Responsible welfare means respecting these distinctions, not encouraging unsafe or non-compliant practices. Where dried insects are concerned, Syntects clearly positions them for appropriate, legal uses only, such as those explained here:
https://syntects.co.uk/dried-larvae


Is insect welfare regulated in the UK?

At present, insect welfare is not regulated in the same way as vertebrate livestock. However, UK standards around hygiene, feed safety, transport, and biosecurity already shape how insects must be produced.

Organisations such as DEFRA and the Food Standards Agency continue to review emerging evidence as insect farming expands.

Rather than waiting for minimum standards to be imposed, Syntects chooses to operate according to best available evidence and precautionary principles, ensuring welfare is taken seriously now — not retrofitted later.


Why welfare matters for chickens too

Good insect welfare doesn’t just benefit insects. It also matters for the animals that eat them.

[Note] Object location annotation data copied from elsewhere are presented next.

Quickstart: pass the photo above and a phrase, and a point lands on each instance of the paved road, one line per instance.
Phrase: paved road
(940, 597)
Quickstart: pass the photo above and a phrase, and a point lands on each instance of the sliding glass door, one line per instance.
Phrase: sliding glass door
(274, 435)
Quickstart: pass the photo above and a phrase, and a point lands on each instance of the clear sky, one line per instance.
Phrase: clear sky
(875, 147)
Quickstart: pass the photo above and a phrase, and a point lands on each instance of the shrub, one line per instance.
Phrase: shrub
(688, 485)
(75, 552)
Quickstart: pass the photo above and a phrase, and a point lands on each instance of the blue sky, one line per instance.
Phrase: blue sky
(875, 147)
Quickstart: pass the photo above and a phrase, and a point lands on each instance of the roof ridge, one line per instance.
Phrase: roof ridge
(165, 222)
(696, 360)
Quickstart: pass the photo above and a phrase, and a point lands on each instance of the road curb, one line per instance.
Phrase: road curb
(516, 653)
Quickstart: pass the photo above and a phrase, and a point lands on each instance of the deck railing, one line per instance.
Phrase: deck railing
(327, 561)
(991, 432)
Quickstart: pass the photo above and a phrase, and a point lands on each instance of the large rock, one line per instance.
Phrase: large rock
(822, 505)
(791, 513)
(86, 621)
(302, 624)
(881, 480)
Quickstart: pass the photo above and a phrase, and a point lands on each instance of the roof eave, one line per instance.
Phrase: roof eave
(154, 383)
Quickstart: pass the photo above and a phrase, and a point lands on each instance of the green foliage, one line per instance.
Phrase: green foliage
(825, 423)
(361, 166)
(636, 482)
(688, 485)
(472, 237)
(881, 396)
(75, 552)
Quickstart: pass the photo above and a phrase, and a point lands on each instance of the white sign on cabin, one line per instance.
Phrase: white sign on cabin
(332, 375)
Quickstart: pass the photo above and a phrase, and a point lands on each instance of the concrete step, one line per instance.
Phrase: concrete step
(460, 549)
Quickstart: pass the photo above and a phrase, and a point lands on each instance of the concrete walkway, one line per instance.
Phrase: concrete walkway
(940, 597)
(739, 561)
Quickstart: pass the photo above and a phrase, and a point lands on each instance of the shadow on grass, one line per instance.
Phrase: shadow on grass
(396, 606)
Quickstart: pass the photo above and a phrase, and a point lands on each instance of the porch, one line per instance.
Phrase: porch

Healthy, well-reared live insects:

  • Provide consistent nutrition
  • Reduce the risk of contamination or spoilage
  • Support natural foraging behaviour in chickens
  • Contribute to enrichment rather than stress

This is one reason live Calci Worms are central to Syntects’ approach to bugs for chickens, as explored further here:
https://syntects.co.uk/live-calci-worms


Transparency over claims

You will never see Syntects claiming that insects are “happy” or projecting human emotions onto them. That isn’t evidence-based, and it doesn’t help anyone make informed decisions.

Instead, we focus on:

  • Species-appropriate care
  • Minimising unnecessary harm
  • Clear legal compliance
  • Honest communication about limits and uncertainties

That approach builds long-term trust — and trust is essential in a fast-growing but still misunderstood sector.


Insect welfare is part of responsible insect farming

As insect-based systems become more common in UK agriculture, welfare will rightly become part of the conversation. Syntects is committed to being open about how insects are reared, why certain species are chosen, and where the boundaries are.

Responsible insect farming isn’t about marketing claims. It’s about doing the right thing quietly, consistently, and transparently — even when no one is watching.